TEHERAN: La marine des Gardiens de la Révolution iraniens a empêché lundi six navires d'emprunter le détroit d'Ormuz après qu'ils ont tenté d'y transiter par des routes non autorisées par les autorités iraniennes, a rapporté la télévision d'Etat.

"La nuit dernière, six navires qui tentaient de passer par une route autre que celle désignée ont été stoppés par la marine des Gardiens de la Révolution à l'aide de tirs de semonce et contraints de faire demi-tour", a indiqué un correspondant de la télévision d'Etat depuis le Golfe.

Plus tôt, la télévision d'Etat avait fait état d'un "incident" impliquant un navire, sans fournir davantage de précisions.

Samedi, les Gardiens, armée idéologique iranienne, avaient annoncé avoir stoppé quatre navires qui tentaient de traverser la partie sud du détroit après avoir tiré des coups de semonce.

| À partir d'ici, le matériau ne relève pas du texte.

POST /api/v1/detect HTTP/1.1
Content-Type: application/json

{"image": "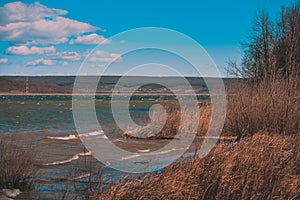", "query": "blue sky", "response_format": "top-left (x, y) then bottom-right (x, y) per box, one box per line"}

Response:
top-left (0, 0), bottom-right (290, 75)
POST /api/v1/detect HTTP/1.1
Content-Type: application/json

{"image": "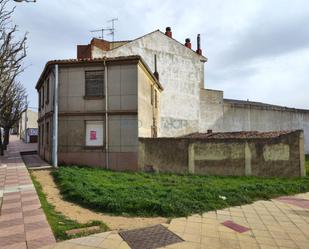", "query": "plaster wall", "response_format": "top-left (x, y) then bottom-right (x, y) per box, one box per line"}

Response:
top-left (139, 131), bottom-right (305, 177)
top-left (199, 89), bottom-right (309, 154)
top-left (92, 31), bottom-right (204, 136)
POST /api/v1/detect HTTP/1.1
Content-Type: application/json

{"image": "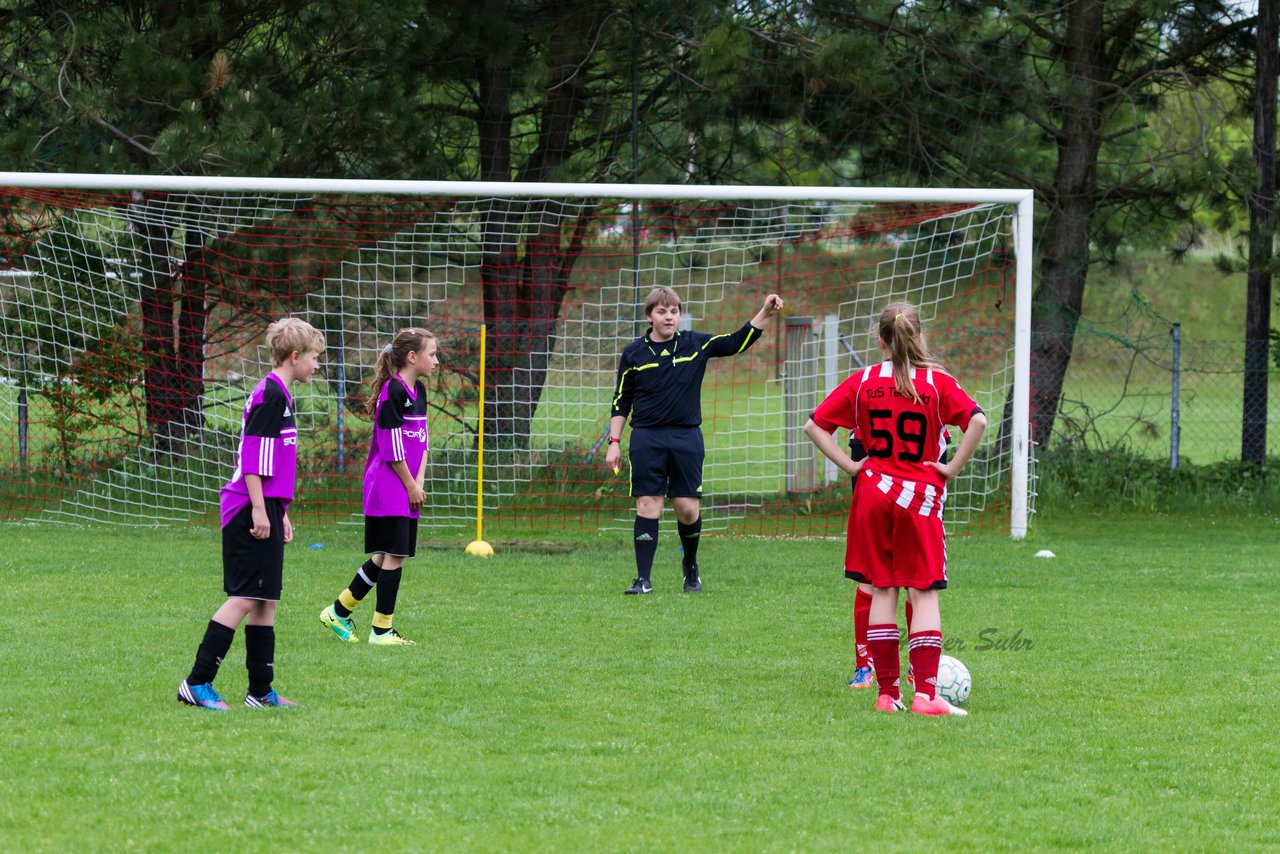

Les forces armées iraniennes ont à plusieurs reprises empêché des navires de franchir ce passage maritime stratégique en effectuant ces tirs.

Après la reprise des hostilités avec Washington le 7 juillet, l'Iran a de nouveau verrouillé le détroit d'Ormuz, une voie maritime cruciale pour le commerce mondial des hydrocarbures, revendiquant d'imposer des droits de passage sur les bateaux et autorisant uniquement la route longeant ses côtes.